Gestern im Sonntagsblick stand, dass im Moment ein riesen Nachfrage nach künstlichem Koffein besteht – vorallem an Unis. Der Wachmacher erhöht die Konzentration und lässt den Konsumenten den Schlaf vergessen. Das künstliche Koffein kann auch über die Nase eingenommen werden, was die Wirkung zudem verstärkt. Als Nebenwirkungen werden Panikattacken, Bewusstseinsstörungen, Krämpfe, Herz-Kreislauf-Kollaps genannt. Der Sonntagsblick erzählt uns gleich noch, dass man dies rezeptfrei in der Apotheke kaufen kann. 3.60 haben 10 Gramm gekostet. Ein Schnäppchen-Trip, der beinahe überall und einfach erhältlich ist. Danke, wusste ich alles nicht.
Darf man Drogen so bewerben? Der Konsum wird mit solchen Artikeln massive ansteigen. Ein Beispiel dafür war das Azteken-Salbei, was in der Schweiz bis dato wohl sehr unbekannt war. Blick nannte damals sogar noch die Webseite, wo man den Salbei bestellen kann. Einige Stunden später gab die Webseite bekannt, dass sie nicht mehr liefern können, da all ihre Vorräte bereits verkauft seien.

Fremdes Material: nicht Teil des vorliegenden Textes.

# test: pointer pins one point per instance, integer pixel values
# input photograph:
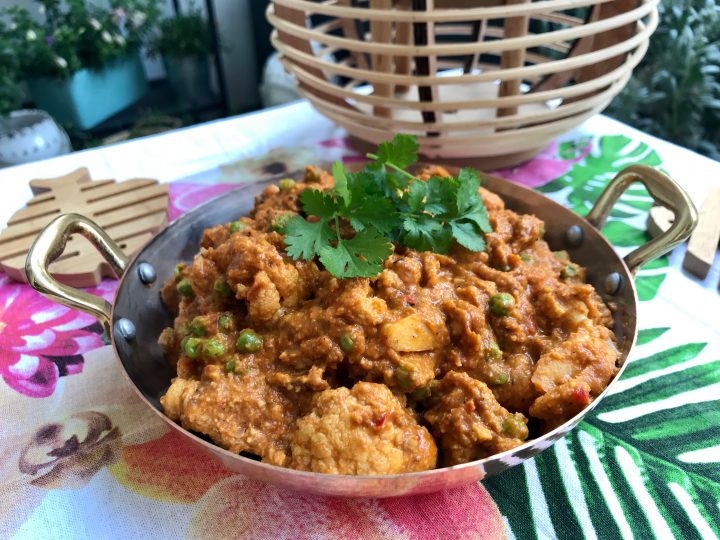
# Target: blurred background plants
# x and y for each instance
(675, 92)
(76, 34)
(185, 34)
(11, 93)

Wo endet die Aufklärung? Ist ein Medium nicht dazu verpflichtet, bei der Publikation solcher Themen das Thema ganzheitlich zu behandeln? In diesem Falle, wieso das Koffein rezeptfrei gekauft wird und ob dies Sinn macht? Wer braucht künstliches Koffein? Wer stellt es her und profitiert davon? In welchem gesellschaftlichen Kontext steht der Drogenkonsum? Fragen über Fragen und keine werden beantwortet. Was beantwortet wird, ist wo ich es kriege und was ich bezahle.